CLINICAL ANATOMY — Wrist anatomy and biomechanics are discussed in greater detail separately; pertinent details of trapezium and trapezoid anatomy are reviewed below. (See "Anatomy and basic biomechanics of the wrist".)

●Trapezium – The trapezium is on the radial side of the distal carpal row and articulates distally with the thumb metacarpal and proximally with the scaphoid and trapezoid (image 1 and figure 1 and figure 2 and figure 3). The trapezium forms a double saddle articulation with the base of the thumb metacarpal, giving the thumb its unique multiplanar range of motion at this first carpometacarpal (CMC) joint. The trapezium has a slightly concave articulation with the scaphoid and a flat facet articulation with the trapezoid. A longitudinal ridge is present on the volar surface, which serves as the attachment site for the transverse carpal ligament (or flexor retinaculum).
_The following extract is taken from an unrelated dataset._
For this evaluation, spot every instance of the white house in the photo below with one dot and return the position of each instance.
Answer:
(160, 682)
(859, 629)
The trapezium forms part of the radial aspect of the carpal tunnel, along with the scaphoid.

The trapezium is palpable at the base of the thumb on the dorsal side, just proximal to the base of the first metacarpal (picture 1 and picture 2). Having the patient repeatedly abduct and adduct the thumb makes palpation of the first CMC joint and the trapezium easier. The two tendons of the first dorsal extensor compartment (abductor pollicis longus and extensor pollicis brevis) pass directly over the bone. Having the patient abduct and extend the thumb puts these tendons under tension and can help distinguish them from the underlying trapezium. The trapezium is also palpable on the palmar side at the base of the thenar eminence just distal to the scaphoid tubercle.

●Trapezoid – The location and shape of the trapezoid convey relative protection, hence the rarity of isolated injury. The trapezoid lies in the distal carpal row and articulates distally with the second metacarpal base, radially with the trapezium, ulnarly with the capitate, and proximally with the scaphoid (image 1 and figure 1 and figure 2). It is keystone shaped, with a dorsal width twice its palmar width. It forms a stable and relatively immobile articulation with the second metacarpal and has strong ligamentous attachments to adjacent carpal bones.
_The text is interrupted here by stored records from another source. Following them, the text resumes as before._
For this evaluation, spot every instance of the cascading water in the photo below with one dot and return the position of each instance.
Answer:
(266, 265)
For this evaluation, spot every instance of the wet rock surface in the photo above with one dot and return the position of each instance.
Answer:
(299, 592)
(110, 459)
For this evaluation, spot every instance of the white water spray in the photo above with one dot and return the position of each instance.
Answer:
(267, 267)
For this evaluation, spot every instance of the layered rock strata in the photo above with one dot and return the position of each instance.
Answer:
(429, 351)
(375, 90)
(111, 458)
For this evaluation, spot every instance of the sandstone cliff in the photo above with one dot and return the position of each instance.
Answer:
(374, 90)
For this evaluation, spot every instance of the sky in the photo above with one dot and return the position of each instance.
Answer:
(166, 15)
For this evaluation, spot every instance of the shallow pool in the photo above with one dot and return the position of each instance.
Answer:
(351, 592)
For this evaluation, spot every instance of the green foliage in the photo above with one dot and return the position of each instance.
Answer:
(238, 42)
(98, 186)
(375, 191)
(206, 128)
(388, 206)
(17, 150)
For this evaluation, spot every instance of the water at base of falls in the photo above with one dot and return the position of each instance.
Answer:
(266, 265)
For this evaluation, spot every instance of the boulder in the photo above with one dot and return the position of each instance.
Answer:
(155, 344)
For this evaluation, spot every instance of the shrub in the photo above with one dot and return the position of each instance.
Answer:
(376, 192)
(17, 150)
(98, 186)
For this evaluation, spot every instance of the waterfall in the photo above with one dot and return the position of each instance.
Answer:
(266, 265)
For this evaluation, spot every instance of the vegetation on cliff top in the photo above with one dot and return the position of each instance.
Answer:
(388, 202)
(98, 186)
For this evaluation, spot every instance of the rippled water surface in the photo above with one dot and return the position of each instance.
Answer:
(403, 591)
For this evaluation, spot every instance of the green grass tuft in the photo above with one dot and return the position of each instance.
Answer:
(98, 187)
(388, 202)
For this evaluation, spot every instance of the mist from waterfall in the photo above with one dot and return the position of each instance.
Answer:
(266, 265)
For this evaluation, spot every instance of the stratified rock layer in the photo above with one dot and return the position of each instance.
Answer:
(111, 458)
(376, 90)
The trapezoid is palpable on the dorsal wrist at the base of the second metacarpal but difficult to distinguish from this metacarpal. It can be located by starting palpation at the distal aspect of the anatomical snuffbox, then moving in an ulnar direction approximately 1 to 2 cm (picture 3).

MECHANISM OF INJURY

Trapezium — The two major types of trapezium injuries are body fractures and volar ridge avulsion fractures. Body fractures are most common and typically occur from axial loading or hyperextension of an adducted thumb. Body fractures are typically vertical (oriented roughly with the long axis of the hand) or comminuted. These fractures are intra-articular at the first carpometacarpal (CMC) joint or other neighboring joint and may be associated with a fracture of the first metacarpal base, a common pattern called a Bennett fracture (figure 4). (See "First (thumb) metacarpal fractures".)

Ridge fractures are rare and represent an avulsion of the flexor retinaculum. They result from falling onto an outstretched hand or sustaining a direct blow. They are subdivided into avulsions of the proximal base (type 1) or of the distal tip (type II) [9,10].
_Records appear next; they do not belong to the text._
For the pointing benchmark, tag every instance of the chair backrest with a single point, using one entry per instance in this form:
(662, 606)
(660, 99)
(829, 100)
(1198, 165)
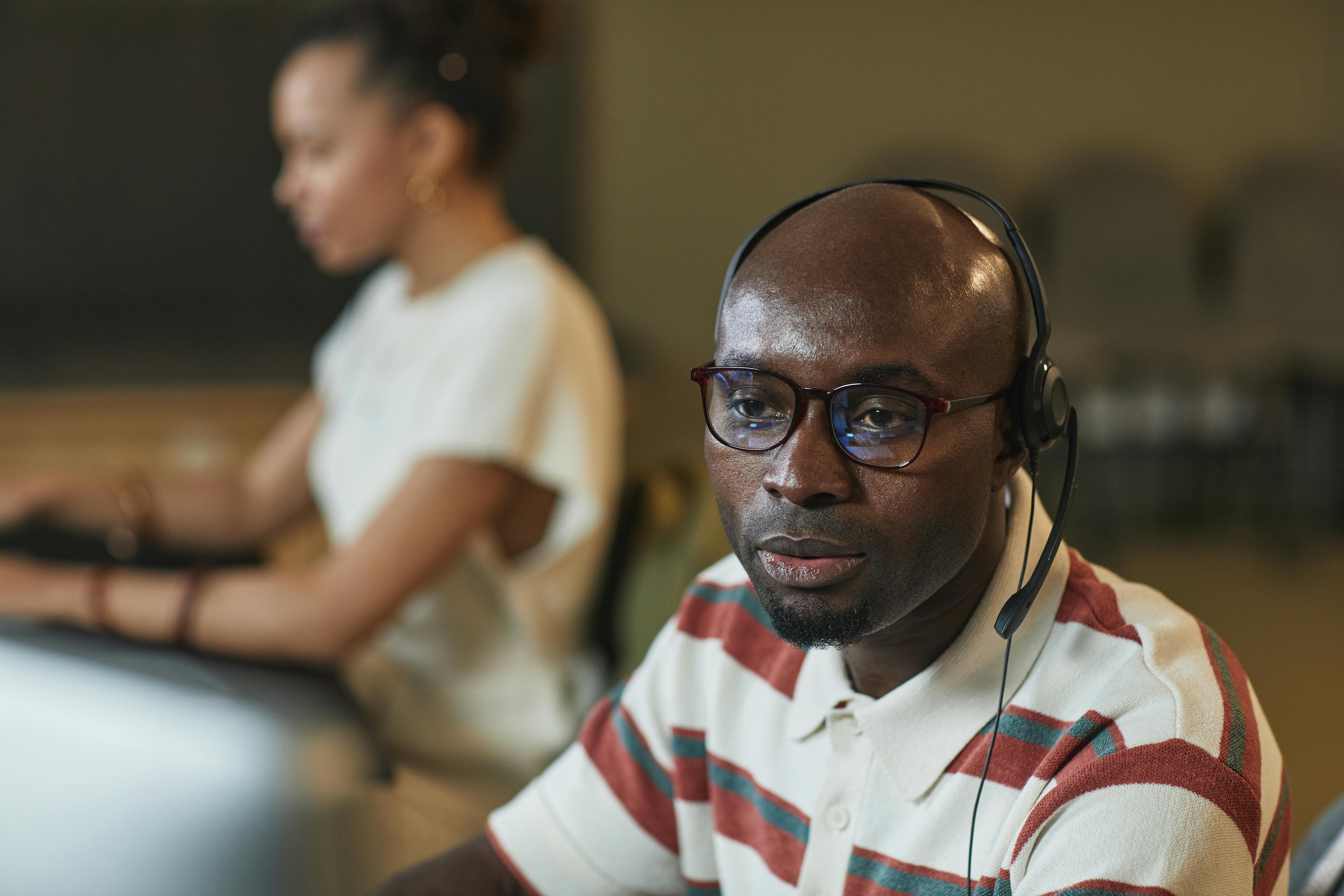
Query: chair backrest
(1318, 867)
(1120, 248)
(1288, 250)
Trapezoid — Fractures of the trapezoid generally occur with axial loading of the second metacarpal, high-energy trauma, crush injury, or forced wrist flexion or extension [8]. In sport, such forced wrist flexion or extension can occur when a player dives for a ball or opponent with an outstretched arm. Isolated fracture of the trapezoid is unusual [8,11]. More common is dorsal dislocation or concomitant carpal or metacarpal fractures. With axial loading, the wedge-like trapezoid, with its narrowest width at the volar aspect, slips in a dorsal direction. Axial compression also transmits forces to the adjacent scaphoid [12].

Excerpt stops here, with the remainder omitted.